Центральный вокзал. О чем-то кричал репродуктор, сначала по-немецки, потом по-чешски. Люди спешили, а мы слышали чешский язык и не смели шелохнуться. Прошла первая минута, вторая, десятая, потом уже было ясно, что выходить из вагонов мы не будем. Мысль о суде растаяла, и из вариантов остались только Колин или Бенешов… Я вспомнил детскую считалочку. На что выпадет? Колин?

Бенешов. Нас везут на юг. Примерно в восемь часов вечера мы проехали Чешске-Будеевице и повернули на ветку в сторону Линца. Здесь стало ясно — Маутхаузен. Лагерь смерти. Теперь уже молчали и самые большие оптимисты.

А за окнами нас опять окружала тьма и шел дождь.

— Споем, что ли, — предложил кто-то из глубины вагона.

Охранник на него прикрикнул. Вместе с вечером пришла и усталость. Тело словно ватное, в голове — пустота. Мы даже не знаем, который час. Мы как бы вне всякого времени.

— Мы уже в Австрии, — говорит мой сосед напротив, но никто ему не отвечает.

Вдруг поезд останавливается.

— Alle heraus! Los, los, zu Funften![39]

Мы снова становимся в шеренги по пять человек. Почти не видим друг друга, шатаемся. Льет дождь, и через минуту мы уже мокрые до самых костей.

Появляются новые охранники, на этот раз из лагеря. В руках у них автоматы.

Наша колонна наконец построена. Мы идем. Пинки, удары. Окрики: «Давай, давай, скорее!» И снова крик. Улочки в городе узкие. Но очень скоро мы выходим из города на окраину, которую скорее чувствуем, чем видим. Дорога уходит куда-то вверх. Мы шагаем по заброшенной аллее, где стоят деревья с голыми ветвями. Дождь снова сменяется снегом, и дует порывистый ветер.

Темп движения убыстряется, в гору получается вроде четыре километра. Точно не знаю, но я иду и считаю шаги. Потом деревья. Иногда закрываю глаза и продолжаю шагать. Дорога кажется бесконечной. Наверху расположен лагерь. Из темноты выступают каменные стены. Они уходят куда-то вдаль, конца их не видно. Мы стоим перед воротами. Прожекторы освещают двор, он похож на театральную сцену.
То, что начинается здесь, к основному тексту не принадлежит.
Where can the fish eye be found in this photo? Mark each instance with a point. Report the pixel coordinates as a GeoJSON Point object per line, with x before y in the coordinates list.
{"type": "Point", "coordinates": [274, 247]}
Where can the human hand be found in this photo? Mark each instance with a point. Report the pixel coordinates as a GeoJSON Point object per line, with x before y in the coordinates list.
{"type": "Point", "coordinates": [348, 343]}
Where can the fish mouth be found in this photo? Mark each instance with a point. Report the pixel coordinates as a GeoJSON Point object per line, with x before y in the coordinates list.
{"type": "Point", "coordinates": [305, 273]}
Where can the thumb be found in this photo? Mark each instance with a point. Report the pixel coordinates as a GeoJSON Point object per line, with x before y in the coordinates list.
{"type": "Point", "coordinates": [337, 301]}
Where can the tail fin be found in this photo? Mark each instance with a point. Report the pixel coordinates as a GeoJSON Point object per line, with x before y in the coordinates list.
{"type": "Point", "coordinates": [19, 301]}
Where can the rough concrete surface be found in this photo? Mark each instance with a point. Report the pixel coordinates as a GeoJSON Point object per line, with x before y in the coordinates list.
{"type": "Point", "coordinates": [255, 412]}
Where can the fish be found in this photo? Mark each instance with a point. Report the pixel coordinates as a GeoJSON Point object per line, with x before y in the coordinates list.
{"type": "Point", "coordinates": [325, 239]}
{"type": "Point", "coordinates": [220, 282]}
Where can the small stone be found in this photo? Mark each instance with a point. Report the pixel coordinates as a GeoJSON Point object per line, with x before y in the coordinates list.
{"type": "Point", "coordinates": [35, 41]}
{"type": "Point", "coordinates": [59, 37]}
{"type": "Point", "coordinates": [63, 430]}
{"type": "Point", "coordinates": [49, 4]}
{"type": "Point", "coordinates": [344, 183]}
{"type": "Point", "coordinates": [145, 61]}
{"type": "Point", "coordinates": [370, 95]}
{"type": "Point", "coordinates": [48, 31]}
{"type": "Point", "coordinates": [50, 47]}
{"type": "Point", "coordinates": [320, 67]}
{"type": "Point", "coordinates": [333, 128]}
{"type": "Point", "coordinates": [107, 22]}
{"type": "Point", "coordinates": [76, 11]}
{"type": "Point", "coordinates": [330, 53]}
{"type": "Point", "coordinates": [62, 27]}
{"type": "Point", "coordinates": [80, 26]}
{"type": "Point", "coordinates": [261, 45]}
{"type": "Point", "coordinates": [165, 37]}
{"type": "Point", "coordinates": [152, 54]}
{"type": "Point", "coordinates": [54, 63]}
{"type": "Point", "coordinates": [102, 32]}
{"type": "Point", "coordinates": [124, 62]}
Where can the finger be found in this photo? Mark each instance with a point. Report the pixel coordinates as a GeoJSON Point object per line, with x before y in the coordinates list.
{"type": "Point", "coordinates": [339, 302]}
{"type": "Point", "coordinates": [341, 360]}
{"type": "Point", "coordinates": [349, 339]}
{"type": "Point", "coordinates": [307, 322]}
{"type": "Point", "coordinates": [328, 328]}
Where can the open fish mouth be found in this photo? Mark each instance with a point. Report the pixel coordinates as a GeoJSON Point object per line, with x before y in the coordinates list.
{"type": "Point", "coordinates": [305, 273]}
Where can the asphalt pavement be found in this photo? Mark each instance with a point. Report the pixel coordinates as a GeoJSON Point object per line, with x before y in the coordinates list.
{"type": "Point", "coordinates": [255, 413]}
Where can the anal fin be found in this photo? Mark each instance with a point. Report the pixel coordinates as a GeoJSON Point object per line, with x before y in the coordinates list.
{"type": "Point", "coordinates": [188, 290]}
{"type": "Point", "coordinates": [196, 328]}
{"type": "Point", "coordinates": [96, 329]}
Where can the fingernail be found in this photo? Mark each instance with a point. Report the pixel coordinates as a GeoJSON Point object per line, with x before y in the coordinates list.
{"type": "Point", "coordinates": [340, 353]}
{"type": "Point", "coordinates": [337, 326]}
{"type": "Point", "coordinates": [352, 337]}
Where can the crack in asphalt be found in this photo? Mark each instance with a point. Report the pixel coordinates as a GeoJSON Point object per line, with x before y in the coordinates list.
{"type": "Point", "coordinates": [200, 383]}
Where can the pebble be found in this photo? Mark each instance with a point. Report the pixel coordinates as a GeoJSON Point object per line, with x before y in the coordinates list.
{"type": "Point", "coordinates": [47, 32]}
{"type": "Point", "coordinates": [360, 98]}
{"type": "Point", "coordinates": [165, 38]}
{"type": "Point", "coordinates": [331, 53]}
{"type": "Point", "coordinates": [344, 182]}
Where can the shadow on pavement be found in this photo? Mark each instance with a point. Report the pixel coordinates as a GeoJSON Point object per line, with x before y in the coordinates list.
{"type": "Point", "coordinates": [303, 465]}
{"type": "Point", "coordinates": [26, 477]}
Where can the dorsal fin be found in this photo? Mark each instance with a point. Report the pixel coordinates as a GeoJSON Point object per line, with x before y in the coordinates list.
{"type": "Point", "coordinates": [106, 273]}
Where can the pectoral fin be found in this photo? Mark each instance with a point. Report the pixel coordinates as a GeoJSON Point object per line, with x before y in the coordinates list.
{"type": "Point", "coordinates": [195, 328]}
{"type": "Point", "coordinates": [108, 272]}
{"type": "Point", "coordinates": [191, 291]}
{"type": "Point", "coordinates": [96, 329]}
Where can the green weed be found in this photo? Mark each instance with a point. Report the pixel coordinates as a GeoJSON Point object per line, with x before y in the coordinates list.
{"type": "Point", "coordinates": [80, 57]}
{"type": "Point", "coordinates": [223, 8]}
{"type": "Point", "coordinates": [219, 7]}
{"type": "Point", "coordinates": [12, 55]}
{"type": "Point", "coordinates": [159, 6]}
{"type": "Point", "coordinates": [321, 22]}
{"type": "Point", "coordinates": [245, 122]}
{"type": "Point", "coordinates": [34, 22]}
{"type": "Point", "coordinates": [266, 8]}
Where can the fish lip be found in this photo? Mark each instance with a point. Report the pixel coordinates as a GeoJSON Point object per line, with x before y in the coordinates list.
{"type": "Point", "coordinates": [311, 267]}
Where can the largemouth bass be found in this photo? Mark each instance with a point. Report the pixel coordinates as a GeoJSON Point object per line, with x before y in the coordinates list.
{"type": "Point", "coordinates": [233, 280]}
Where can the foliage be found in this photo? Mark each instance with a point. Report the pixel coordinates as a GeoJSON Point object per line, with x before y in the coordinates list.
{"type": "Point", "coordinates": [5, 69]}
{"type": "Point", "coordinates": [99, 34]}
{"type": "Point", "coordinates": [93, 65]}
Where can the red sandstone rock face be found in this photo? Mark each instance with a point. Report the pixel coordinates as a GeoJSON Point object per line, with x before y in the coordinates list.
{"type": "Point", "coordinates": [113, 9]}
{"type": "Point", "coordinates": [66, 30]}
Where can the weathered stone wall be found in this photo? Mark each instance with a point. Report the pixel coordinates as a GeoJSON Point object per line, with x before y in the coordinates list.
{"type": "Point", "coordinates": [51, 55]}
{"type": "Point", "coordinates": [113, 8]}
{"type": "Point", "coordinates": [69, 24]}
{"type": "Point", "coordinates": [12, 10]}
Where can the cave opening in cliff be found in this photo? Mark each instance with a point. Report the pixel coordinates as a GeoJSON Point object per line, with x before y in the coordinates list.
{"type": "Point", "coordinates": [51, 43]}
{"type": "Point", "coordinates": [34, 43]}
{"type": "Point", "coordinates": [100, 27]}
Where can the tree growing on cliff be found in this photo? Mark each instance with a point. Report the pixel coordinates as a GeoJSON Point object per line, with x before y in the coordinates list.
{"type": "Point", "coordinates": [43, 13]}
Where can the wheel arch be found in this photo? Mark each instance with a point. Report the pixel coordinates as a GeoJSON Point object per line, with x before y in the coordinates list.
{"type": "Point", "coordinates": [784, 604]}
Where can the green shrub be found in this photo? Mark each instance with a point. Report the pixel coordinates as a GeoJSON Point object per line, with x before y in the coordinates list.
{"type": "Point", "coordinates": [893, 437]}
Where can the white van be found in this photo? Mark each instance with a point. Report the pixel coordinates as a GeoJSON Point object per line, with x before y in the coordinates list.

Сегодня 24 октября 1942 г. Еще стоят рядом все Вальчики, Кубиши, Моравцовы, Кодловы, Сватошовы, но через минуту начинается разделение: наша группа поставлена отдельно.

Головы ничем не покрыты, на них падают хлопья снега, очень холодно, но мы не имеем права пошевельнуться. Слышим только команды. Слышим, как зачитываются фамилии.

По каменным ступеням мы спускаемся в какие-то подземелья, где устроены умывальники. Здесь стоят эсэсовцы и бьют нас, бьют. Некоторые уже падают мертвыми. Мы должны раздеться, а потом опять подняться во двор, который уже покрыт снегом.

И вот увозят «группу парашютистов». Более 250 человек с синяками и бритыми головами. Их гонят куда-то во тьму. Еще минуту мы их видим, потом теряем из виду. Навсегда.

Весь день из высокой трубы над соседним зданием палил густой дым, а временами вырывалось и пламя. Крематорий.

А снег все продолжал падать, дым из трубы пробивался сквозь его белую пелену, и его клубы медленно уходили к облакам. Облака были низкими, мутными, страшными.

ЭПИЛОГ

Я стою во дворе Маутхаузена. Война уже давно окончилась. Бараки обросли травой. Некоторые из них снесли. Остальные ветшают от времени, разваливаются.

От стены веет холодом. От этого холода, что источает здесь камень, стынет в жилах кровь. Так будет, наверное, вплоть до самого Страшного суда. Впрочем, конец света уже был когда-то именно здесь.

Бараки. Они стоят один за другим. Потом луг. В те времена там тоже были бараки. Голый холм торчит на фоне неба. Внизу течет Дунай, а на его берегу городок, который дал название лагерю, ставшему символом ужаса. По вечерам там внизу мигают неоновые огни, останавливаются машины самых известных в мире марок, а столики ресторанчиков для туристов украшаются взбитыми сливками и аппетитными бифштексами.

По дороге наверх, которая как-то странно извивается, люди должны бы ходить пешком, сняв шляпу. Но мир не сентиментален, и потому по ней иногда промчится то машина, то автобус.